In Canada, the Calgary-based pipeline company Enbridge is threatening to introduce over 225 supertankers to the fragile coast of British Columbia with the proposed Northern Gateway project. The Northern Gateway pipelines would carry Tar Sands oil from Alberta through northern BC to tankers headed for Asian and US markets. This would put the world-renowned Great Bear Rainforest at risk of a catastrophic oil spill.

Opposition is strong and continues to grow: nine Coastal First Nations of BC have declared a tanker ban in their traditional territories; the Union of BC Municipalities passed two resolutions in support of keeping tankers off the coast; the federal Liberal, New Democrat and Green parties have committed to banning oil tankers in the North coast; 80% of British Columbians across all political spectrums support an oil tanker ban; and the current Conservative government refuses to act. Take action >>

Undermining the environment

At each step of the process, turning Tar Sands into oil for US fuel undermines the local and global environment. First, the Boreal Forest's rich ecosystem must be ripped open to expose Tar Sands sludge. Then otherworldly trucks as tall as apartment buildings dig up four tons of earth for every one barrel of Tar Sands sludge they extract. Next comes the resource-intensive process of separating the sludge from the sand, and then ‘cleansing’ the sludge of unwanted toxics, requiring huge amounts of water and energy, and producing vast quantities of global warming pollution. For surrounding communities, the process also produces toxic waste: 11 million litres (3 million gallons) a day escape into the surrounding environment.

A global crisis, a local crisis

Global repercussions aside, the Tar Sands have proven to be an environmental disaster for surrounding communities.

In Alberta, Canada, elevated levels of cancer have appeared in communities downstream from lakes of toxic waste—and downwind of toxic spewing smokestacks—required by current Tar Sands operations.

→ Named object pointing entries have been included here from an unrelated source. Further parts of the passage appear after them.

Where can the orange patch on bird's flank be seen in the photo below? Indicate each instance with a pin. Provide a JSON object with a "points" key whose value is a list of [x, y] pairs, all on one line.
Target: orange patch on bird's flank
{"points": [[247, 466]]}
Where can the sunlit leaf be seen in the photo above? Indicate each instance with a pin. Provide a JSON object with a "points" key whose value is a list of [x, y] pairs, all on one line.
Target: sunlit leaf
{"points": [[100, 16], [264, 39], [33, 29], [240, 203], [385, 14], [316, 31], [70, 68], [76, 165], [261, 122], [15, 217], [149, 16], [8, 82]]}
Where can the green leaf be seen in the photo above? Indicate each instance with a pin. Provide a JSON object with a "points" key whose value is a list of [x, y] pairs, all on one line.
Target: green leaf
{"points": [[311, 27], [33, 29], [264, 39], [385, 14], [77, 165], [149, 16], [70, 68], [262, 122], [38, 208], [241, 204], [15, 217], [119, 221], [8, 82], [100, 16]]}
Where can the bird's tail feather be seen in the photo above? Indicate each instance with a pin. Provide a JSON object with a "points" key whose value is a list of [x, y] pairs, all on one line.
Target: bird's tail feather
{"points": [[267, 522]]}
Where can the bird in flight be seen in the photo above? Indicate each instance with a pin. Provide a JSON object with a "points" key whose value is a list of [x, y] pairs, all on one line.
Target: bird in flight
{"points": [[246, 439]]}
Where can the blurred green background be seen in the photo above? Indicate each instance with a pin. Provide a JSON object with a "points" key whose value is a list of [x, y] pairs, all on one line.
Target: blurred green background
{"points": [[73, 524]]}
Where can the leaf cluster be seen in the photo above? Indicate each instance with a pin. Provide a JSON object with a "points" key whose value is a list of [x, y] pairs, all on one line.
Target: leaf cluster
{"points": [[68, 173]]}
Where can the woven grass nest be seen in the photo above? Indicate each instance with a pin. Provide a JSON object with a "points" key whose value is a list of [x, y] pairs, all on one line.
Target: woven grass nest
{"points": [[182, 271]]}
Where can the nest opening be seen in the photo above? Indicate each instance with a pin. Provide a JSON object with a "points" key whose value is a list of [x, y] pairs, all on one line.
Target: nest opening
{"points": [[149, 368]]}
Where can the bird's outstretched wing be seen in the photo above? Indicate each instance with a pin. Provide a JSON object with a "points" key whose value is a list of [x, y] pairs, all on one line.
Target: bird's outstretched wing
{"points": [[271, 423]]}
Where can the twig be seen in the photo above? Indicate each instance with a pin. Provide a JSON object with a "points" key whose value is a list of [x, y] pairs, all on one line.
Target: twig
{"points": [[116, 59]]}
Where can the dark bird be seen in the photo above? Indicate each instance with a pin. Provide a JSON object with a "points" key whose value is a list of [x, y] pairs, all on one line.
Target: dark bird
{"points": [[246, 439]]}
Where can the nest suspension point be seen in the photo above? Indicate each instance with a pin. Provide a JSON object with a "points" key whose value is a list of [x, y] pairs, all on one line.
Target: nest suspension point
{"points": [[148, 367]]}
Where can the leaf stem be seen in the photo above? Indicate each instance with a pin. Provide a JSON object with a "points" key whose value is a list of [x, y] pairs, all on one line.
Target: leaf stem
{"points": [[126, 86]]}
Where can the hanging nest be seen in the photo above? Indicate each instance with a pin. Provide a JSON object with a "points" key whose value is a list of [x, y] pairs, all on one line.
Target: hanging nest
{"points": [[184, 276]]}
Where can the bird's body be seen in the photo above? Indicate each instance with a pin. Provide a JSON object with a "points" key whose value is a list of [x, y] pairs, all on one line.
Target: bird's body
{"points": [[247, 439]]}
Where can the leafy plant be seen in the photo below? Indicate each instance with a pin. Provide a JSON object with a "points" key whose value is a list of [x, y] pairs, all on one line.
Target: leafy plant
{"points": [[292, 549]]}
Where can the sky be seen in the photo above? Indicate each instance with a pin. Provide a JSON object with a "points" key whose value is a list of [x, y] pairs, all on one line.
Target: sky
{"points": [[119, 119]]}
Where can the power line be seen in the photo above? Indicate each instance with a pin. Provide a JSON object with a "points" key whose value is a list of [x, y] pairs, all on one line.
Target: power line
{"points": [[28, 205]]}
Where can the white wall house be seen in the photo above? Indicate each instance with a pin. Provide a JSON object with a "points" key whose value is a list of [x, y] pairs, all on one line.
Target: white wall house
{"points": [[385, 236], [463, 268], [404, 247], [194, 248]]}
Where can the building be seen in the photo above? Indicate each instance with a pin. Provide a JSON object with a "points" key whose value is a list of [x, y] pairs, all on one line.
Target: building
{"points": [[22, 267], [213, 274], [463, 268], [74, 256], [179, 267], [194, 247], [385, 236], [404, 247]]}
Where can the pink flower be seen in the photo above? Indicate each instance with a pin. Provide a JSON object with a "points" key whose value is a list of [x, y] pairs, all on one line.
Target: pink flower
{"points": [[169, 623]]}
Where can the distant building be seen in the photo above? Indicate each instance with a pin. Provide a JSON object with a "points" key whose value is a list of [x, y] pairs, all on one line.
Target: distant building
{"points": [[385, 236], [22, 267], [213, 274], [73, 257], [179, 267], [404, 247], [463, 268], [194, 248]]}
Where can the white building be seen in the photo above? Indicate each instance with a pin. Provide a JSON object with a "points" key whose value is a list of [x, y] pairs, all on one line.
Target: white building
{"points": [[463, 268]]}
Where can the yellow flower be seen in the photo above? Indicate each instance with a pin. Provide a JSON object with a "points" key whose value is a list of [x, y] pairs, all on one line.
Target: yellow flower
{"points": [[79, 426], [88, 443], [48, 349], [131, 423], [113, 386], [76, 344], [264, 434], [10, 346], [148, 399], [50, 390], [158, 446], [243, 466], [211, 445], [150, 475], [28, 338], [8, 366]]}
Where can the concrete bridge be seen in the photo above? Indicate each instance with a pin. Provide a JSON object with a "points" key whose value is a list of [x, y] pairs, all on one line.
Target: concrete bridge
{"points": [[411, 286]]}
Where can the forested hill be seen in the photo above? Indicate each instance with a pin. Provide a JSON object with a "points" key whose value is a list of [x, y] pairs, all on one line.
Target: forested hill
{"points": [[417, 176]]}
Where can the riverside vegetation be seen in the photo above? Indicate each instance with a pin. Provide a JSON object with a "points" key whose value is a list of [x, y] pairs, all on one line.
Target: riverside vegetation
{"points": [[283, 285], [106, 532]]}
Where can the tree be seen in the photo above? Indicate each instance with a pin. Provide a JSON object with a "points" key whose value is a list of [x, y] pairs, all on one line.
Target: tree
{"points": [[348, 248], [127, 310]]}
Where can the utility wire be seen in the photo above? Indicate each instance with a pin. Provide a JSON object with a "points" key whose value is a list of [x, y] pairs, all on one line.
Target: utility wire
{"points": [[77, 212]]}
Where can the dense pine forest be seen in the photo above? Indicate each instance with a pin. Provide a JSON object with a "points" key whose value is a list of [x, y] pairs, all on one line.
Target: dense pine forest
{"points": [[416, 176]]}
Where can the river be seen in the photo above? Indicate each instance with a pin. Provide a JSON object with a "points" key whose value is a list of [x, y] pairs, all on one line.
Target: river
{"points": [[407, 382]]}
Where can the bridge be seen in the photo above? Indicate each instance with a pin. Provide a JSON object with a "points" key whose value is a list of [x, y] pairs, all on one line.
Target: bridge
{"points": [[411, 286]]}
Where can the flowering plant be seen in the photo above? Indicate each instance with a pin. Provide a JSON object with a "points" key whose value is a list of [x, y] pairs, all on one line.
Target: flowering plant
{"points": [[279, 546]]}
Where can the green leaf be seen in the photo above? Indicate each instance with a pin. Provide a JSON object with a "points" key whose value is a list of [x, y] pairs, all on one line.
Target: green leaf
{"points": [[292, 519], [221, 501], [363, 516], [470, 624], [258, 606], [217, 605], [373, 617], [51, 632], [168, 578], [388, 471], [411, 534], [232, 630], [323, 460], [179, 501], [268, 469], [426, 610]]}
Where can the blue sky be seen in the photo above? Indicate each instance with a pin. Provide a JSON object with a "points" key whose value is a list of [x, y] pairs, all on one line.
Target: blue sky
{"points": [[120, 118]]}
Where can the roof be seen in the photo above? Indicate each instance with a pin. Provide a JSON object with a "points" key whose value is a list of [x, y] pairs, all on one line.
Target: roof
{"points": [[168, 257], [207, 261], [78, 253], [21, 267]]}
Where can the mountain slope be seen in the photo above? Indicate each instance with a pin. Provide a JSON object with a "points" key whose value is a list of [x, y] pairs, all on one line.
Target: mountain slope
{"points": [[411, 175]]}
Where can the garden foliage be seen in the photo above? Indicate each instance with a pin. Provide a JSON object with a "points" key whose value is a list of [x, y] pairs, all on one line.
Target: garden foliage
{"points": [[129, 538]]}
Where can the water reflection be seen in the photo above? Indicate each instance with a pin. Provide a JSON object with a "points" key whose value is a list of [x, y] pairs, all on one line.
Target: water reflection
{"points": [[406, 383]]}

Tar Sands comes to US communities through pipelines and supertankers to the biggest, dirtiest and most dangerous refineries in North America.  When these refineries turn Tar Sands into transportation fuel, US communities are exposed to extremely toxic pollution that is not produced when conventional oil is refined.

US communities are at risk even before Tar Sands arrives at US refineries. Tar Sands is much more corrosive to pipelines than conventional oil and dramatically increases the risk of catastrophic pipeline leaks and toxic spills such as the spill that recently hit communities in Michigan.